Eröffnung mit Wolfgang Rihms Poem »Tutuguri« für sechs Schlagzeuger, Sprecher, Chöre und Orchester

  • Stefan Amzoll
  • Lesedauer: 4 Min.

Bei diesem Musikfest, künstlerischer Chef ist Winrich Hopp, sind tatsächlich die besten Programmierer am Werk. Die Qualität des Angebots - Tradition und Moderne beleuchten sich wechselseitig - ist auch diesmal wieder stupend. Selbstverständlich wirken die meisten großen Berliner Klangkörper mit. Abwesend diesmal US-amerikanische, britische, französische Orchester, deren Auftritte früheren Musikfesten hohe Ehren eintrugen. Überhaupt wenige ausländische Klangkörper, was der Auswahl der Werke geschuldet ist.
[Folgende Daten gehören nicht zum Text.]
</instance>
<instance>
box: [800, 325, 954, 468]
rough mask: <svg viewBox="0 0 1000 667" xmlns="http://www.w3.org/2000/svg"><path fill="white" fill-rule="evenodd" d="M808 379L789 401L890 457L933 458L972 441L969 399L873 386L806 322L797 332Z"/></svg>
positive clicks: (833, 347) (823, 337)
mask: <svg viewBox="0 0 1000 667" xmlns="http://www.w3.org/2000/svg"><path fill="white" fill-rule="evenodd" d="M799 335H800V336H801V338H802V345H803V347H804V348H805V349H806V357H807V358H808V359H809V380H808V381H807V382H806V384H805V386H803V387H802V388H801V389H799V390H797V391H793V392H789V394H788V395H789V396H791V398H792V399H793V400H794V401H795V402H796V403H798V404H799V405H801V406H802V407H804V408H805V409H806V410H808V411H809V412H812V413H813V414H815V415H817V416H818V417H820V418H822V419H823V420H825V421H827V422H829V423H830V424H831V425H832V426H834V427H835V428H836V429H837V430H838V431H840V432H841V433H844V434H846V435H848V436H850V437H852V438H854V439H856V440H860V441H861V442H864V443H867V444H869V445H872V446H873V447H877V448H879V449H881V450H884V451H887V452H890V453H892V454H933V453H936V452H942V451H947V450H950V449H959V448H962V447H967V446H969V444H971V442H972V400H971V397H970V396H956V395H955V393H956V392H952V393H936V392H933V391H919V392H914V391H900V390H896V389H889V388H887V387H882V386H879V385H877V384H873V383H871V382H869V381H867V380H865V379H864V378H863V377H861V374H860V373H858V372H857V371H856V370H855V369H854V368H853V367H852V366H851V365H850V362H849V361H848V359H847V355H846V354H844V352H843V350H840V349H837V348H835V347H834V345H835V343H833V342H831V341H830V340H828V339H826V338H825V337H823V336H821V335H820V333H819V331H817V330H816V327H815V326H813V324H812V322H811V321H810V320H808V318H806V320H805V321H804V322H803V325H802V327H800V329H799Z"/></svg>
Neben Anderem gibt es diesmal »Reiserouten«. Sie führen - im Zeichen des deutsch-mexikanischen Jahres 2016 - nach Mexiko und weiter nach Nord- und Südamerika. »Tutuguri« von Wolfgang Rihm, worüber noch zu reden ist, ordnet sich hier ein. Gewonnen wurde, erstaunlich, das Orquesta Sinfónica Simón Bolivar aus Venezuela, es wird Messiaens »Turangalila-Symphonie« und Heitor Villa-Lobos »Bachianas Brasileiras Nr. 2« aufführen. Ins Auge fallende Schwerpunkte gibt es sonst nicht, stattdessen Porträts von Jubilaren wie Ferruccio Busoni oder Verstorbenen wie Pierre Boulez. Daneben stehen Aufführungen markanter Werke von Ligeti, Varèse, Nørgård, Prokofjew und diverse Kammerkonzerte.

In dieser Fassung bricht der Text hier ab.